20th March 2007, Comments 0 comments

PARIS, March 20, 2007 (AFP) - Cross-border mergers in the European banking sector, for years viewed as too complex to be practical, are now seen as feasible in light of a more favorable regulatory and techological environment.

PARIS, March 20, 2007 (AFP) - Cross-border mergers in the European banking sector, for years viewed as too complex to be practical, are now seen as feasible in light of a more favorable regulatory and techological environment.

But analysts say that even with recent changes in the sector, emerging market countries are still seen as the most attractive investment areas for big banks in Europe and the United States.

Major European transactions in recent years have included the acquisition of Abbey National of Britain by SCH of Spain in late 2004 and last year's purchase of BNL of Italy by BNP Paribas of France.

But the possible takeover by Barclays of Britain of Dutch group ABN Amro would constitute a deal of considerably greater magnitude, creating an entity with a capitalisation of 162 billion dollars (122 billion euros), based on Monday's closing share prices.

The combined operation would be the world's sixth largest bank and the second largest in Europe.

While the transaction can be explained by ABN Amro's disappointing financial results of late, it also reflects an evolution in the European banking sector.

"Regulation has moved in favour of some cross-border deals, whereas some markets were previously very protectionist, like the Italian market," said analyst Robin Down of HSBC Global Research.

The lack of potential synergies, or economies of scale, which the European Commission in 2005 cited as an obstacle to cross-border mergers, no longer looms as large as it once did.

"From a cost-cutting perspective, I think there's been a degree of harmonisation of products and certainly a degree of harmonisation of IT (information technology)," Down said.
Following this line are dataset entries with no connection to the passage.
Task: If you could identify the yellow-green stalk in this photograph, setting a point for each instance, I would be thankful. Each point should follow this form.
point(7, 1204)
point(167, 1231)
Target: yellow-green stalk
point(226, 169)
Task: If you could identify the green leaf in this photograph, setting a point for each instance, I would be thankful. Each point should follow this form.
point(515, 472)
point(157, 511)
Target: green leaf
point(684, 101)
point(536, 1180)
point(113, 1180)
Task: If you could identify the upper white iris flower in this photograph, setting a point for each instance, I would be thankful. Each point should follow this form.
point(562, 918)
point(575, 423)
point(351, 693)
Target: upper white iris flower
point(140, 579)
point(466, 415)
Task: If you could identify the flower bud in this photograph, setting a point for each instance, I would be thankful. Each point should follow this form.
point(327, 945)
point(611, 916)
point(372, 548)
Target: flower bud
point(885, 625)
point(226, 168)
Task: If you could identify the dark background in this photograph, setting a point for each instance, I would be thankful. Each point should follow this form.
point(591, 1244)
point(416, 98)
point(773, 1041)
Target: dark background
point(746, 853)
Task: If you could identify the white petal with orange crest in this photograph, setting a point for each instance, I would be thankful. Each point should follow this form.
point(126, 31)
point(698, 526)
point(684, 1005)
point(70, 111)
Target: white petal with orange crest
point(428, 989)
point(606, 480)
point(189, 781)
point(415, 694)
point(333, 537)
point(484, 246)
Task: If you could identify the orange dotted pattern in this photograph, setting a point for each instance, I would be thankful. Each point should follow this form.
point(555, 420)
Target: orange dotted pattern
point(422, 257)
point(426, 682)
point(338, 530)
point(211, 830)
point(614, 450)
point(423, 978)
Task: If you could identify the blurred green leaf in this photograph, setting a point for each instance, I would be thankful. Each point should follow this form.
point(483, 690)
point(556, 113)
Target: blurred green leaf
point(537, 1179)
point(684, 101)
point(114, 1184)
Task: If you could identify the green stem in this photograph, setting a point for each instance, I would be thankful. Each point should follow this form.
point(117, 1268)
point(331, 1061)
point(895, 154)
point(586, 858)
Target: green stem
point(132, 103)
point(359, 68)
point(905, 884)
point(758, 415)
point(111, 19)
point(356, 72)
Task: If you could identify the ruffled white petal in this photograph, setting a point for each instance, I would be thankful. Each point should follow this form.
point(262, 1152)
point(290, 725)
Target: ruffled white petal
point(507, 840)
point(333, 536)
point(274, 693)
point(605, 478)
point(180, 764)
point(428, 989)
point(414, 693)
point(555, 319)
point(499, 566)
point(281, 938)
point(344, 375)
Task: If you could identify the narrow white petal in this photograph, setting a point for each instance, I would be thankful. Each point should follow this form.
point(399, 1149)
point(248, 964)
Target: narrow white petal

The establishment of shared computer systems needed in a merger can now occur more rapidly and is much less burdensome.

As a result, analysts argue, a potential tie-up between Barclays and ABN Amro could spark other similar moves in Europe.

"There could be a domino effect," said Jean-Pierre Lambert, an analyst with brokerage Keefe, Bruyette and Woods. "Other banks can say: 'We also want to be part of this.'"

Industry experts have identified Capitalia of Italy, in which ABN Amro is the leading shareholder with a stake of 8.6 percent, as a particularly inviting target.

US investment bank JP Morgan has also cited Commerzbank of Germany and Lloyd's of Britain while other commentators point to the French-Belgian group Dexia.

But despite an improvement in the business climate, most analysts predict that cross-border mergers in Europe will proceed at a measured pace.

"There might be one or two knock-on effects from the ABN deal," noted Down.

Added Pierre Chedeville of the bank CM-CIC: "Large-scale cross-border operations in Europe are in theory limited."

He pointed to the high cost of such transactions and a trend toward consolidation mainly among mid-level institutions.

For big US banks, such as Citigroup or Bank of America, the preferred merger or takeover targets are likely to be found in Asia, where competition in the banking market is less intense.

"Their primary focus has been on emerging markets," Down said. "They turn around and say; 'why would you want to buy, let's say, a UK business, where the market is very mature and the competition is very intense, when you could buy a bank in China or Korea."

Industry analysts have said that for banks both in Europe and the United States, possibilities are considered brightest in eastern Europe, the Mediterranean basin and Asia, where growth is robust.